Anyhow, after trying a couple of different garden utility belts, overalls with 50 pockets, and a pull-along garden cart, nothing has come close to being able to toss all the stuff you need onto the trailer and go.

I use it whenever there’s too much to carry. Here, I’ve just finished the second seeding of mesclun and spinach, four beds each (on the trailer: Earthway seeders with plates in the coffee can, my most used rake, measuring tape and stakes for marking new beds, a pail for rocks, and seed in the green trug; the empty trays just happen to be there).

Up until I took this pic, it was a gloriously sunny day, after three days or so of cloud and drizzle (which added up to 20cm of rain). Little luxuries.

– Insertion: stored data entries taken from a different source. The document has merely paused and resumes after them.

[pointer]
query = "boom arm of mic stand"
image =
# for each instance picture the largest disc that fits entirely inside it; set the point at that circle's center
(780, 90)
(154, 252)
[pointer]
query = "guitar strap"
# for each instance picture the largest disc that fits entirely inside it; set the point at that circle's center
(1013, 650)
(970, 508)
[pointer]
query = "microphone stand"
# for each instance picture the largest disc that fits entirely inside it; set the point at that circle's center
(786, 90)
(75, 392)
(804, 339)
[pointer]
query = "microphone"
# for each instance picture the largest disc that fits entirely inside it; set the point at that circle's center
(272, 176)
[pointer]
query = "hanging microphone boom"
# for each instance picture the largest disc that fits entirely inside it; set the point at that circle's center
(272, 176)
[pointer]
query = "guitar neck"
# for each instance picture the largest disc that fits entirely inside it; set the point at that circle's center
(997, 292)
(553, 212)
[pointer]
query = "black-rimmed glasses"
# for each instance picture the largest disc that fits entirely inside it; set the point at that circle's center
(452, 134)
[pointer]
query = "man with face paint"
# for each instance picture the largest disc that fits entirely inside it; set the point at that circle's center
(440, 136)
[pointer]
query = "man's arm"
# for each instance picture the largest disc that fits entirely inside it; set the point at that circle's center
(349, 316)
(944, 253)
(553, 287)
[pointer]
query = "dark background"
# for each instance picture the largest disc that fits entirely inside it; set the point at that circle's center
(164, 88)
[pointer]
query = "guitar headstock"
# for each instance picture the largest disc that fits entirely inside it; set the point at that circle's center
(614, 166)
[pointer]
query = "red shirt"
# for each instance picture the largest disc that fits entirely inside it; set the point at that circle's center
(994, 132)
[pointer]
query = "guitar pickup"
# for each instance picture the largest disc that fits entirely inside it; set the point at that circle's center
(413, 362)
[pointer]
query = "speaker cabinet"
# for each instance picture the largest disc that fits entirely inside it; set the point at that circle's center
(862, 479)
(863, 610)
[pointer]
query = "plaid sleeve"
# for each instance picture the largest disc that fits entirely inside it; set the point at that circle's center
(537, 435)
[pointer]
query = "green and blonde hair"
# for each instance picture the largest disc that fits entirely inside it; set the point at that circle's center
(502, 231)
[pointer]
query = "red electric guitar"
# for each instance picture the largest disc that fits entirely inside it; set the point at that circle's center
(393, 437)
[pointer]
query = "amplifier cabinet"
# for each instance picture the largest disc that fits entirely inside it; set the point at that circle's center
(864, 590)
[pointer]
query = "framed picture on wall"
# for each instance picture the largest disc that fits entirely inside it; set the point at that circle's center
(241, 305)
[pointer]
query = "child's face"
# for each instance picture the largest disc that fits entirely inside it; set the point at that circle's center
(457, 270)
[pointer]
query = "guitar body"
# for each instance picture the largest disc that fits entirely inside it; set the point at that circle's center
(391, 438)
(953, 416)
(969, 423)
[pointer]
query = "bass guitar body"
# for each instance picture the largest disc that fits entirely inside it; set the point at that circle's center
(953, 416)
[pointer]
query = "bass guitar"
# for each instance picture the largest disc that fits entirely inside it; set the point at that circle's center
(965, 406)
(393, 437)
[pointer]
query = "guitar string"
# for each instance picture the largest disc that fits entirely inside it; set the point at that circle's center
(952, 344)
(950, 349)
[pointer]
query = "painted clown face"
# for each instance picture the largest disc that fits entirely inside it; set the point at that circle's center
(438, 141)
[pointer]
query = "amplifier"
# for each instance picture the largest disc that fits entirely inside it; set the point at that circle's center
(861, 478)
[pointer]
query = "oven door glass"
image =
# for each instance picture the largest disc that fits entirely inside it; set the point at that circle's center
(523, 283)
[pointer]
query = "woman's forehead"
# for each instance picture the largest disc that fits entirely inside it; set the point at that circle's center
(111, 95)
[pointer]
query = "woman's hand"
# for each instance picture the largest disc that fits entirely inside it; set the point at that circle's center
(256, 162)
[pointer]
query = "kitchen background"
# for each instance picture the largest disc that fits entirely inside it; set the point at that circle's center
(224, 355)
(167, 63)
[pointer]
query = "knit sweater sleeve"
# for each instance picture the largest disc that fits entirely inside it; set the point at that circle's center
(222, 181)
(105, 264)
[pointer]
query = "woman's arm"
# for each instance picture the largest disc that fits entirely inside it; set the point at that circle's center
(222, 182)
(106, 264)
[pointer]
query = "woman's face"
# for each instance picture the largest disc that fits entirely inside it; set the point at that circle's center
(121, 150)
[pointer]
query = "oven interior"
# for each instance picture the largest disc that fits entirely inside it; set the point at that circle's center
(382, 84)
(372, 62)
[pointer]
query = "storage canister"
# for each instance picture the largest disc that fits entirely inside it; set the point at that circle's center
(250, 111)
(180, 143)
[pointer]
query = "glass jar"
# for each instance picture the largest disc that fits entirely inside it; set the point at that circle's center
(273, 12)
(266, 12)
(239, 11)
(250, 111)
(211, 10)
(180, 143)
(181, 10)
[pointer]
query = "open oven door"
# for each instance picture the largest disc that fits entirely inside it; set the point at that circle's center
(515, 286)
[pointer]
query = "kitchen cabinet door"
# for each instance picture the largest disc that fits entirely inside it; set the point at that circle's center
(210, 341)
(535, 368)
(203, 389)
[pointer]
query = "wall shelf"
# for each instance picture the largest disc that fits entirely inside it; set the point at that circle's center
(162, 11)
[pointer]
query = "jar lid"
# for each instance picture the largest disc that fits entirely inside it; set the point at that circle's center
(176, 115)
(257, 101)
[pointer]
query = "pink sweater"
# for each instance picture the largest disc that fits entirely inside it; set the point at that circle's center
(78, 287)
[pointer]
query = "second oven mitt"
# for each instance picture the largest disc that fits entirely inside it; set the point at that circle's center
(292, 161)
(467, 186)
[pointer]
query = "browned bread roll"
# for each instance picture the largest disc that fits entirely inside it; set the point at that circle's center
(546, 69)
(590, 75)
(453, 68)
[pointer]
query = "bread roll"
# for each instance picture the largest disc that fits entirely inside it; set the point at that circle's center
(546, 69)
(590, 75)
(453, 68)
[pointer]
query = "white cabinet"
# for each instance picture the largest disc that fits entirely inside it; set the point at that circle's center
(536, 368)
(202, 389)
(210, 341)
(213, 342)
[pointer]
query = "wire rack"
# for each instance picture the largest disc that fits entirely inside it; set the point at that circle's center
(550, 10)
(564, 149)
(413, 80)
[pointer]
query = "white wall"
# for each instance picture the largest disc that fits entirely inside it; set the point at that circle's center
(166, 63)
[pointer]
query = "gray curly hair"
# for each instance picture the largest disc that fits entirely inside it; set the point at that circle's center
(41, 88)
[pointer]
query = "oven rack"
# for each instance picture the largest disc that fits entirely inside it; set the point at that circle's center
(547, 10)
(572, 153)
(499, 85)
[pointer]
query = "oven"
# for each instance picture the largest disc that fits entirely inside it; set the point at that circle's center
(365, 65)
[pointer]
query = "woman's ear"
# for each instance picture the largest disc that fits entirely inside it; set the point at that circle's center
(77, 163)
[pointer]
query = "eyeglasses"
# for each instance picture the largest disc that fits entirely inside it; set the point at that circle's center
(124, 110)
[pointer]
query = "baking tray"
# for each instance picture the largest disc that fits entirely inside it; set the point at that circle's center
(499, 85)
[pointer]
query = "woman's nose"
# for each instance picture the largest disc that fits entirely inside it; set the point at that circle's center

*The mower is actually pretty energy efficient: it uses maybe 30 gallons (114 l) of gas in an entire season, and that includes mowing paths and hauling harvests.

Fixed it

The riding mower finally got a new transmission belt, putting it back in commission. It had been sorely missed all spring. This little workhorse, designed to sedately trim suburban lawns, has over the last three years done some serious small-farming duty. It’s used to mow the garden paths, chop up big crop residue like corn, and haul everything around the field: gear, compost, rocks, building materials, harvest bins and baskets. Elsewhere, more gray drizzle and lots of potting up and moving seedlings to the greenhouse. The rain’s been great. Sun, please.

To the greenhouse

Tomato, eggplant and pepper seedlings heading out from the Milkhouse (seedling room) to the unheated hoophouse for some real sunlight and a taste of the harsher field conditions, before transplant time in a couple of weeks. The small riding mower does double duty, mowing the paths and ferrying around seedlings, tools, harvests.